The crime was said to have been contracted out to a Palestinian splinter group, but this theory, proclaimed with great authority, fizzled out in the run-up to the first Iraq war in 1990.
When Washington began building a coalition to oppose Saddam Hussein’s invasion and planned annexation of Kuwait, Iran was persuaded to jump on board.
In contrast, Libyan leader Muammar Gadaffi threw his country’s support behind Iraq.
Tripoli rapidly filled the scapegoat pigeonhole vacated by Iran, with US “intelligence” agents concocting an implausible scenario that involved Megrahi and other Libyan officials placing a bomb on Flight 103 in Malta.
The real conspiracy, that undertaken by US spooks, included bribery of Maltese shopkeeper Tony Gauci to testify that he remembered Megrahi buying clothing in his shop shortly before the flight, fragments of which were discovered in the wreckage around Lockerbie.
The approach of most British MPs to what is self-evidently a miscarriage of justice has been one of indifference.
Their attitude reflects a viewpoint that the key players — victims and supposed perpetrator — are all dead, so move on.
Some point out that Gadaffi stumped up $2.5 billion in compensation for the families of those killed in the bombing, but this ignores the fact that this payment was a quid quo pro for the US and its allies dropping their embargo of Libya and resuming trade and investment links.
It was as cynical a payoff as the CIA agents’ sweetener to their Maltese “witness.”

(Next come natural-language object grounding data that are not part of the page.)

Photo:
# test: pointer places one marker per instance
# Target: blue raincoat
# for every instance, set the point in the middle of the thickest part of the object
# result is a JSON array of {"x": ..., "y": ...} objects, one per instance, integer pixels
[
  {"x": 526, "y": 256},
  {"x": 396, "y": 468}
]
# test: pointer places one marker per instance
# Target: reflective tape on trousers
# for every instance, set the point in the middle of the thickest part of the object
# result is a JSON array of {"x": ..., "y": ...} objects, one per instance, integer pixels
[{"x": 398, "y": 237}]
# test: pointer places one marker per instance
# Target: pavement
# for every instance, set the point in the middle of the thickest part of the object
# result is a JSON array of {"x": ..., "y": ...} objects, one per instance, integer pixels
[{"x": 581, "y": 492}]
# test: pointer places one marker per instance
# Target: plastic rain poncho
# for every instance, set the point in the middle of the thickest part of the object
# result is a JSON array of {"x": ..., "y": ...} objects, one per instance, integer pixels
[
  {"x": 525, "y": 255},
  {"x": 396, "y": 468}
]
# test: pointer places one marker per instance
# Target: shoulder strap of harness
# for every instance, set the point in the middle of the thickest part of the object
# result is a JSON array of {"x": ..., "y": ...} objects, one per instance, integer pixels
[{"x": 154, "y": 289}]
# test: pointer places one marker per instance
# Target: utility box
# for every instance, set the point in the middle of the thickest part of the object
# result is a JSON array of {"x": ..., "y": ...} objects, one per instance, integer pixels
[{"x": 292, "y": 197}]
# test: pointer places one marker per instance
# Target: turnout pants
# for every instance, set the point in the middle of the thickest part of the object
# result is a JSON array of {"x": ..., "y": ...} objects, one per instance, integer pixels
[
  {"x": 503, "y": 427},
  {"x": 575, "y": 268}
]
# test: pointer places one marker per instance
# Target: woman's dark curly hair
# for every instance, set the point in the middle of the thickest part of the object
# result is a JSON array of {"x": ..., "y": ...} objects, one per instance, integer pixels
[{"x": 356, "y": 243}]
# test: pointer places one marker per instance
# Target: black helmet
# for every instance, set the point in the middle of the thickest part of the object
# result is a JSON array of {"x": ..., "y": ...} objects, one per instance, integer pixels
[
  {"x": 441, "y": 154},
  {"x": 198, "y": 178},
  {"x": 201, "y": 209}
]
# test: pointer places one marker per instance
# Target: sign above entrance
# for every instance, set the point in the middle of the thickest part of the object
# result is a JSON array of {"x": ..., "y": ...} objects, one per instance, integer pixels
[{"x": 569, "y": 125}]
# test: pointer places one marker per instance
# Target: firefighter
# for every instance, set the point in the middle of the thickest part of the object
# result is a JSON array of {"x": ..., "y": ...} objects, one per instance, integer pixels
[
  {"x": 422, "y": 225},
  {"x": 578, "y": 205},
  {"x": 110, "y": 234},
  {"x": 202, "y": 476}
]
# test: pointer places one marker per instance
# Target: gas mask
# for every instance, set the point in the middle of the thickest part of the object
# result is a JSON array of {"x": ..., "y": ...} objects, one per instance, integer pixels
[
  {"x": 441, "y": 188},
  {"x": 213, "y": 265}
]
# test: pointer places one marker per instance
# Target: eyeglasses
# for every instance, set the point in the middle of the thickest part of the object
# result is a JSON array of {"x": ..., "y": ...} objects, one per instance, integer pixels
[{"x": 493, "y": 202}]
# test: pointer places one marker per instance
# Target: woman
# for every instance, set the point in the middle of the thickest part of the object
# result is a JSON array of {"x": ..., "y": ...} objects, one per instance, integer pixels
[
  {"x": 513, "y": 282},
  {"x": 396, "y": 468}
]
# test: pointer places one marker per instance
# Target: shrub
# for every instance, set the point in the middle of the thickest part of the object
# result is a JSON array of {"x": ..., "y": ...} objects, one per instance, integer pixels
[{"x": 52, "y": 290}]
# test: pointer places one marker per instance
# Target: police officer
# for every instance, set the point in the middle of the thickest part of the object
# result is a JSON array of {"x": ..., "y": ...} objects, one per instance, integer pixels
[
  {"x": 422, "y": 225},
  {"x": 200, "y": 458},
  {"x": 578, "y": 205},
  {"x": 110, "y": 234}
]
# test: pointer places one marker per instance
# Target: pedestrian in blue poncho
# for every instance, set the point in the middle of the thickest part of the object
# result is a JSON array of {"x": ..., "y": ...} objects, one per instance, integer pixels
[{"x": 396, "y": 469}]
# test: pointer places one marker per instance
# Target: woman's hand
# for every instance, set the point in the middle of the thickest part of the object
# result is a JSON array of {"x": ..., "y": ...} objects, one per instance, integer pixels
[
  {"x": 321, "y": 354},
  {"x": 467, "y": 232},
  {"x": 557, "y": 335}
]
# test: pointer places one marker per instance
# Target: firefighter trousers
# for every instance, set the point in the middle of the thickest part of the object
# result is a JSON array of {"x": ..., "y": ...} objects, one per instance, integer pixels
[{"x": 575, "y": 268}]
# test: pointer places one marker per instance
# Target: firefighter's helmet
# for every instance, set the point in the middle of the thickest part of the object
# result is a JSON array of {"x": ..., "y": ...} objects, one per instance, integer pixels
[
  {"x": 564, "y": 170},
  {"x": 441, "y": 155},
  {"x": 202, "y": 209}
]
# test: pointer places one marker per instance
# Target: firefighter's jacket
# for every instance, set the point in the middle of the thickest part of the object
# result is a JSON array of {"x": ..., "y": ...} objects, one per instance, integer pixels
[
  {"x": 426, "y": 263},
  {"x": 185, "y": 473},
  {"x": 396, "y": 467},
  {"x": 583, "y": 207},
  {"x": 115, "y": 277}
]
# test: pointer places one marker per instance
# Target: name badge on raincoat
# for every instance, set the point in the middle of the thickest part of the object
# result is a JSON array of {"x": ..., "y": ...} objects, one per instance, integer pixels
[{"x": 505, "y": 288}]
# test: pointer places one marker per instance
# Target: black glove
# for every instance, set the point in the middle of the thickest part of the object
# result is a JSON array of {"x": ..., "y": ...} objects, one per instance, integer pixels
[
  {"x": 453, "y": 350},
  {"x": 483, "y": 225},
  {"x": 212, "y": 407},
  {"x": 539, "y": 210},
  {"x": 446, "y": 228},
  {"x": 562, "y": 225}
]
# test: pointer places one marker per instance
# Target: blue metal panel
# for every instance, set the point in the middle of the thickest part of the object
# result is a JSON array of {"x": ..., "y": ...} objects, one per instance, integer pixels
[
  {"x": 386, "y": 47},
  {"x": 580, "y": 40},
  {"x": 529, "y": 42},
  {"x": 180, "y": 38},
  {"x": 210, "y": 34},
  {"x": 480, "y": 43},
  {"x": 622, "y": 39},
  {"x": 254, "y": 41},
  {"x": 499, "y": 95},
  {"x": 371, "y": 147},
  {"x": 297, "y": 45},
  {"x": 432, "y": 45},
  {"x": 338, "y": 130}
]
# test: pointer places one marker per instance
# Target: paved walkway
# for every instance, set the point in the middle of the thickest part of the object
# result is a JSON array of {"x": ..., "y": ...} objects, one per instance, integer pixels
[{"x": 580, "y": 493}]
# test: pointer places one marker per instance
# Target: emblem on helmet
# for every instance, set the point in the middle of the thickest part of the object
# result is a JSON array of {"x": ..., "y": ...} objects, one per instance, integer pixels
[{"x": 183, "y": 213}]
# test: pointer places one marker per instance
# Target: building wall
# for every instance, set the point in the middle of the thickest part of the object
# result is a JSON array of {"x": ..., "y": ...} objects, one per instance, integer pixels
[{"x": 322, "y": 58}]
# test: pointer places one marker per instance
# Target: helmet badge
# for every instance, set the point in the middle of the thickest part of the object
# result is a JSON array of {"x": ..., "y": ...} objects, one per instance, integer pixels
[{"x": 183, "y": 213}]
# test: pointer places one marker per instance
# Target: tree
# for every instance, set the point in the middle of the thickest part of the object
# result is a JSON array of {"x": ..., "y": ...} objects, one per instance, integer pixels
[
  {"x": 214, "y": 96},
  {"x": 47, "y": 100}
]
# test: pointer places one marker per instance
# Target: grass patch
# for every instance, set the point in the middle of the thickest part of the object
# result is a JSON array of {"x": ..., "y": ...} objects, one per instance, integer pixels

Dr Swire is as intent as ever on finding out what really happened, pointing out last year that his daughter “was brutally murdered in a situation where it’s clear that the national protection security services had abysmally failed.
“Do you not think that even 25 years later you might want to feel that you had a status in discovering the truth about who murdered her and why she was not protected?”
Whatever the finer points of interpretation over the design of current law, too many questions still remain over Lockerbie for the grass to be allowed to grow over this inquiry.